I just can't find the words to describe how happy I was to receive so much feedback and understanding on your part, this community is truly wonderful <3
I'll work on some of your (legal) ideas in my spare time, which is not much but I work fast! So far I've designed a generalized edit distance function with some pretty cool properties that would make it useful for running an organization under non-friendly conditions:
$ cat message1.txt
Liberal anti-fascism is a reactionary idea. Anti-fascism is not practical without being anti-capitalist.
$ cat message2.txt
The anti-fascism of liberals is not a progressive idea. It is impractical with no anti-capitalism.
$ cat leak.txt
Liberals' anti-fascism is not useful without anti-capitalism, not a progressive idea.

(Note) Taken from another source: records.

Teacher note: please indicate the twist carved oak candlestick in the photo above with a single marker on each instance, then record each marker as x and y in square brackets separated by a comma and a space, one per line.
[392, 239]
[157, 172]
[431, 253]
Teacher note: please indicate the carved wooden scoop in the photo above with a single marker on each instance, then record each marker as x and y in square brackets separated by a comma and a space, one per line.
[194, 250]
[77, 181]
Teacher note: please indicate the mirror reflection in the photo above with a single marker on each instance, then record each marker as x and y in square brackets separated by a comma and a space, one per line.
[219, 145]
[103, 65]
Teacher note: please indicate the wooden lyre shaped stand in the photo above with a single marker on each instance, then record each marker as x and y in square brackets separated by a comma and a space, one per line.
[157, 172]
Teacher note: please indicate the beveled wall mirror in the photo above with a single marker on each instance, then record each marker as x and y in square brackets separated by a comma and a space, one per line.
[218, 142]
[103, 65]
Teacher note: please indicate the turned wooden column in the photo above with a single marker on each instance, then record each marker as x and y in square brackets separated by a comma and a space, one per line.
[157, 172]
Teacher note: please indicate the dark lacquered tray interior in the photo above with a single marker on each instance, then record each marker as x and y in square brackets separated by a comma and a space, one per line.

$ ./trace.py leak.txt message*.txt
Delta | File name
----------------------
19 | message1.txt
8 | message2.txt
Predicted origin of 'leak.txt' is 'message2.txt'.
So far it works with any sufficiently long text I've thrown at it. Make two versions of any text, rewrite any of the two into a third file, and the algorithm will trace its origin. Also the math is pretty elegant!
For obvious reasons I won't be publishing any of it any time soon :) Maybe the RTC will advise me on what to do. Or maybe I'll just hoard a bunch of software like this. Anyway, thanks, I'll keep at it.